I met with a young couple this past week to plan their wedding. It is the wedding season, even though a strange one, thanks to that uninvited guest by the name of coronavirus. Planning the wedding itself is quite simple; processional details, musical options, the positioning of the wedding party, vows and rings. That is about it. I have officiated at hundreds of weddings; once I know what the couple wants, executing that plan is not very complicated. “Don’t worry about a thing. I will tell you what to say and when to say it. I will show you where to stand, help you with your vows and cue you when it is time to kiss. When it is over, it will have been beautiful, trust me, and you will be married.”

Weddings are just not that complicated. Spoken like a man. Felicia and I were married on July the 10th, 1982. I can honestly say that we did not have a single fight until four minutes after the preacher said, “I now pronounce you husband and wife.” I am still not sure what that disagreement was all about – that says a lot about me doesn’t it? Thirty-four years of pastoral experience have taught me that weddings are always complicated. Most grooms are clueless, worried more about the beer at the reception than the wedding itself. The bride has been dreaming about this day for decades. Throw in the in-laws, budget realities, concerns about the weather, ferry schedules and this poorly-timed coronavirus and ask yourself, “what could possibly go wrong?” Every detail becomes a potential landmine; be careful where you step – that could be your mother-in-law’s foot there. Wait, you didn’t realize that this partner of your dreams, comes with a complicated family system, and a series of historical oddities that shaped your soon to be spouse? Men wonder if their sweetheart could possibly share DNA with these people. Perhaps she was adopted. Women begin to comprehend what they are up against. It is going to take a lot of patience and persistence to train this guy.

It probably does not make any sense to put two people together and expect them to weather decades of change and uncertainty. As I tell them, “In the next 50 years everything will change. Children will arrive, steal your heart, break the bank, and run off with someone that you may or may not like. Careers, cars and homes will come and go. Money will be made, lost, spent and wasted. Everything will change – except your vows. Your sacred promise to journey through life together. Everything will change, and 50 years from now, you will still be waking up next to each other.”

Two people promising their lives to each other. What a concept. Make no mistake about it, marriage is a crazy, ill-conceived notion. Who in their right mind would sign on for 60 years of hard labor, followed by nursing your life-mate to their death? And yet, that’s the deal! Just ask Jan and Don Allen (who celebrated their 64th wedding anniversary last week) !

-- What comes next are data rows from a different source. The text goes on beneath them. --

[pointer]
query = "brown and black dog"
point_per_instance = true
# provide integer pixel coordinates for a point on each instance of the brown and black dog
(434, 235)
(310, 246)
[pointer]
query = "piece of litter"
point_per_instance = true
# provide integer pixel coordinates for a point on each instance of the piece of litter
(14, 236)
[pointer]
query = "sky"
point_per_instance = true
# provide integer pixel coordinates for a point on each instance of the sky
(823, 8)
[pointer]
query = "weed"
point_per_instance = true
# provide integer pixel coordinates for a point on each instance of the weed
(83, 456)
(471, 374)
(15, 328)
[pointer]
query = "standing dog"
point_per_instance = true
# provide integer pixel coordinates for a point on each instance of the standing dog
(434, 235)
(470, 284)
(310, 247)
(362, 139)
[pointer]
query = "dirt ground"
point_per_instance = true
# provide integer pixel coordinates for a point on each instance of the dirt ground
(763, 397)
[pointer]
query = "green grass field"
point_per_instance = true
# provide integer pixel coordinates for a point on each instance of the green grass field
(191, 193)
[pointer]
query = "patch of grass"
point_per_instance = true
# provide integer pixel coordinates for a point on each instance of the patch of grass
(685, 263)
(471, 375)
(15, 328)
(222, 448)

Sir Winston Churchill spoke in the House of Commons on November 11th, 1947. He said, “Many forms of government have been tried, and will be tried in this world of sin and woe. No one pretends that democracy is perfect or all-wise. Indeed, it has been said that democracy is the worst form of government except for all those other forms that have been tried from time to time.”
It is a privilege to be with couples young and old, gay and straight, as they exchange sacred vows and set out on the precarious journey of life together.

We are one day closer to the end of this crisis.